Okay, so if we go run this back in the Thunder Client, and I run it, you can see that now we get back that object with the array of errors in the message. So invalid value, looking for a parameter called name on the body. So you can take this and format it however you want.

It's up to you. It really just depends on what you gonna do with those errors. If this is an API for the front-end, and the front-end is just gonna consume the errors and put them on the screen, this is really cool. But sometimes the front-end is more sophisticated and wants to do its own errors.

But either way, I think it's nice just to be able to send back all the errors that happened. And then the front-end can format that whatever way that they want, just like they do with any other data. Okay, any questions on express-validator and how to use it to validate or invalidate inputs for requests like posts and put?

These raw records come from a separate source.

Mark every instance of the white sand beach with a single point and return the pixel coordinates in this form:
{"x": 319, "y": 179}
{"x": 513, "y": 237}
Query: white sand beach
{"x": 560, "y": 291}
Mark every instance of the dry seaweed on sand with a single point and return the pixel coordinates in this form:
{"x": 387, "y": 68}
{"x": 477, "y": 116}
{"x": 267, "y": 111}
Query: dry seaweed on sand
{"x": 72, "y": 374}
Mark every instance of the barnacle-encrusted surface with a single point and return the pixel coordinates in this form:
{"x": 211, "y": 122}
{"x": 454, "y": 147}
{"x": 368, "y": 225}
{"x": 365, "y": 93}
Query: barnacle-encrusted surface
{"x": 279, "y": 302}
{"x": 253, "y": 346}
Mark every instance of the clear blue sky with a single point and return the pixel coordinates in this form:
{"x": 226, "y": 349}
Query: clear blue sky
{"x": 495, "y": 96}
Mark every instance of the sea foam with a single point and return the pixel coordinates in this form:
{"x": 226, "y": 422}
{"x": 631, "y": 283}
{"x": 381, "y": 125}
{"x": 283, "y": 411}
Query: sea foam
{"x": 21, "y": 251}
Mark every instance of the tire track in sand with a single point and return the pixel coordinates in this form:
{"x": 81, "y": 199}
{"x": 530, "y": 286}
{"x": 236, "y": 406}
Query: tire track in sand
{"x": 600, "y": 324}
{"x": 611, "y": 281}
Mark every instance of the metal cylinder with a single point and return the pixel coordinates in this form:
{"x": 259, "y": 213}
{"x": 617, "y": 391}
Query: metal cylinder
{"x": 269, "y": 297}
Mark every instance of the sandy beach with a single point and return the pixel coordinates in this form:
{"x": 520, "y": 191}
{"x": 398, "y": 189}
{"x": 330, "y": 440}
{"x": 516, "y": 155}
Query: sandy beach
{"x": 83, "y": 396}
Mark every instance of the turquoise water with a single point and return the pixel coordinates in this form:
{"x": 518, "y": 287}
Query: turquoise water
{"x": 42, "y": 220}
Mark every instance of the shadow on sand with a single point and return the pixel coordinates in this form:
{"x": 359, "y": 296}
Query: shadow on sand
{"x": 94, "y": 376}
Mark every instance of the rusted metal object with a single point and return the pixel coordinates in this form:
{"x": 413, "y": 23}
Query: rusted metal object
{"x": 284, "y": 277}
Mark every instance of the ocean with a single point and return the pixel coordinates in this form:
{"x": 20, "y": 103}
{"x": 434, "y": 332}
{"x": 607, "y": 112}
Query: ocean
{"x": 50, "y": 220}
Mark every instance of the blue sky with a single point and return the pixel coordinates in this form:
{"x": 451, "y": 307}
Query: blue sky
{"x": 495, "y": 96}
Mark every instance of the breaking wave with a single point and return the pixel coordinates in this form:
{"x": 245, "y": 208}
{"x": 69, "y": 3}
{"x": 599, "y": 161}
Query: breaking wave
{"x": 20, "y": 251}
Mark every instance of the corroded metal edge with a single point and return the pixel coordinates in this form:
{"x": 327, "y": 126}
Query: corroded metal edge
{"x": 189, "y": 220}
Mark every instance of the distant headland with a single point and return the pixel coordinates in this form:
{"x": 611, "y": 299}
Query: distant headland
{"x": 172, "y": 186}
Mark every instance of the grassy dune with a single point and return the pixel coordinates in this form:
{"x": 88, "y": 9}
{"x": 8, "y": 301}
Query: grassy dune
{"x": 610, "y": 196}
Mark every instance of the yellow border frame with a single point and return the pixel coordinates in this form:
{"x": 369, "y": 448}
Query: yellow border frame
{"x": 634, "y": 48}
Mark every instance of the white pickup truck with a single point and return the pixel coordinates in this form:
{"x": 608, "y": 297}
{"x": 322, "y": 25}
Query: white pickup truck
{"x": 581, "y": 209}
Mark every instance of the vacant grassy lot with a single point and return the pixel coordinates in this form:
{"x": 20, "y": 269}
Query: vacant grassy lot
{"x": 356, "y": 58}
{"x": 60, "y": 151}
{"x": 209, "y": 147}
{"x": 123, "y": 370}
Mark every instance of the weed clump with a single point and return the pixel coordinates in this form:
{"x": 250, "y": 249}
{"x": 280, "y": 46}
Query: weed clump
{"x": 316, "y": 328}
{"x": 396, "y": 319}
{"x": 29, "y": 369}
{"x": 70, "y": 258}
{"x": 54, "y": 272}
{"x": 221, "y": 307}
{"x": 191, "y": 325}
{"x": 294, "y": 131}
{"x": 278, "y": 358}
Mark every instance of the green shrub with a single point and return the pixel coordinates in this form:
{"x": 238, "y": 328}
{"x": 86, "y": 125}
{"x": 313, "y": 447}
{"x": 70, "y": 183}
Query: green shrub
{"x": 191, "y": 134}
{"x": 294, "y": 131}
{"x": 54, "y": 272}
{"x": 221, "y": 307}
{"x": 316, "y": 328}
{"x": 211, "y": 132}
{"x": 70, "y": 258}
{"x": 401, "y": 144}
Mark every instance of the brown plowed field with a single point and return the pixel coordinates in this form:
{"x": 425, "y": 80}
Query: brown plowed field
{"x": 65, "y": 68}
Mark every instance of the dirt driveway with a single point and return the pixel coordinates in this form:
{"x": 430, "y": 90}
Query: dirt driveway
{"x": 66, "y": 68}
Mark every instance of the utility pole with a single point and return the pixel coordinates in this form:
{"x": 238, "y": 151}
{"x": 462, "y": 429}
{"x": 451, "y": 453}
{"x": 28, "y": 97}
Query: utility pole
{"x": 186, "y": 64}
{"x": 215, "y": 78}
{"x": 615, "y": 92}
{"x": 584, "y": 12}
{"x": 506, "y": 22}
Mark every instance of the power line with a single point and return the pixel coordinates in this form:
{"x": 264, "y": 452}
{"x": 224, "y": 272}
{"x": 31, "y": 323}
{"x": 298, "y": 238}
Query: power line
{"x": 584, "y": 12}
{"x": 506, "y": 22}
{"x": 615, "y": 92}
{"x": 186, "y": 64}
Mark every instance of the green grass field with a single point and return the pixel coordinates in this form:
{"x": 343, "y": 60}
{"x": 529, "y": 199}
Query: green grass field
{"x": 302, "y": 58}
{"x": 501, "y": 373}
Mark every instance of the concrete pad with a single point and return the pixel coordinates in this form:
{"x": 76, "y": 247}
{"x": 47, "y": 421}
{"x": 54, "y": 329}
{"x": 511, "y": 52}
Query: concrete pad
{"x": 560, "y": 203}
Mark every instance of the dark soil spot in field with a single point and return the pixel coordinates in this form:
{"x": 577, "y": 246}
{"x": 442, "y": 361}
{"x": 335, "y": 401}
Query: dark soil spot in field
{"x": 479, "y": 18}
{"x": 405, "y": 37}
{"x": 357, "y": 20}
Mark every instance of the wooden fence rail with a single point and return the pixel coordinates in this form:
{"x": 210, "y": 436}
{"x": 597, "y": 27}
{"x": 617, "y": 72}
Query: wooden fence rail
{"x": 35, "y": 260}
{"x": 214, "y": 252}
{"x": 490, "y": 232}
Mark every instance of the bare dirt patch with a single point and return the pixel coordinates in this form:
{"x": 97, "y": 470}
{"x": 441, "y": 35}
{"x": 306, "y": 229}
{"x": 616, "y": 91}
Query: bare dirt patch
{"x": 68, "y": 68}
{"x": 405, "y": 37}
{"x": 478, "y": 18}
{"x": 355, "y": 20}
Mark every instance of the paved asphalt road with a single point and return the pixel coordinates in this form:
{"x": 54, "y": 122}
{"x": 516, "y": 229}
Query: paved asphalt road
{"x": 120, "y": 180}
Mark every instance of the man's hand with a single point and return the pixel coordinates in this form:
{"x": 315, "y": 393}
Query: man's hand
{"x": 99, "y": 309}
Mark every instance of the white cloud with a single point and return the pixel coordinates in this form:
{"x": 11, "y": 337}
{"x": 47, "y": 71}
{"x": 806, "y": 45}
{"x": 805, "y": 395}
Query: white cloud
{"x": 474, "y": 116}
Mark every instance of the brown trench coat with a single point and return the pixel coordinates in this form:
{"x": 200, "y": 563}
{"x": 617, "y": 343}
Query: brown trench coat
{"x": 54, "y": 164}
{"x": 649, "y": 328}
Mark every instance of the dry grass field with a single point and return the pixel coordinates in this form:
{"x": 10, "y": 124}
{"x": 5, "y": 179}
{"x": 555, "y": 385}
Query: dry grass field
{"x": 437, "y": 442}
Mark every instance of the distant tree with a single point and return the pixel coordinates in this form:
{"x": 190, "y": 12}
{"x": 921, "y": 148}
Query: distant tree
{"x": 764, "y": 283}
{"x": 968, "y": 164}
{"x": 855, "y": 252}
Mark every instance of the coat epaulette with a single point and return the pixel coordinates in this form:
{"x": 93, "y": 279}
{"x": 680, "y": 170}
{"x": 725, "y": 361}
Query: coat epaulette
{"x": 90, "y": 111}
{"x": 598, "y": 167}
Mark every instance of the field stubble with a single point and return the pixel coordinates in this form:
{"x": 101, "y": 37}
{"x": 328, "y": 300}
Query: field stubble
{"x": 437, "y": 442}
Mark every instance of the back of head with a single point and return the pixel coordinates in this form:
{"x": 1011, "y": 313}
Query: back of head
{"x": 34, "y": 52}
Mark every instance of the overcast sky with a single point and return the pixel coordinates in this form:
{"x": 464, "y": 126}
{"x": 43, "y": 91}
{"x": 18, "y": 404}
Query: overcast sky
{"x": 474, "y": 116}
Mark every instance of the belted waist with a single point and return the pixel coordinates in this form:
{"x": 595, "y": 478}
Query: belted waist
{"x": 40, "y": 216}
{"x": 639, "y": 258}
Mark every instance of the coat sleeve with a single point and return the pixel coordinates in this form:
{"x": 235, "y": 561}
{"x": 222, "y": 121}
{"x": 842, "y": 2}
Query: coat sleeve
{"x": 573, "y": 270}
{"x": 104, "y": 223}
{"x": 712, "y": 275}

>> This is the code we're going to write in every handler. I mean, we can abstract out this in-
>> You're thinking so ahead, and I love it. Yeah, I think ideally you would take all the input validators and put them in their own module. And then that way, it's just like, here's the input validators.

That way you can reuse them if you wanted to, cuz some of them might have the same, right? And you had to write them twice. So yeah, you probably would just abstract these out, put them in the file, bring them in whenever you need them. Maybe even combine a bunch of them because it's just middleware, right?

So you can put this in an array. And you can have as many of these as you want, and you can store that in some variable somewhere. And you can call this new user input validator or whatever. And every time a new user is created, you can use that.

So yeah, there's no one way to do it, and there's a lot of different ways to abstract it out. But yeah, to keep it simple, I'll probably just be writing them inline here on the routes, that way we're not adding any more overhead of organizing all the stuff.

>> Is the errors.array on line 19 coming from express-validator?
>> Yeah, so this errors string is an object, it has a bunch of functions on it. And it has an array method on it that just converts in formats all the errors to an array for you to consume.

Yeah, this is not some built-in native thing in JavaScript. It's from the validation result.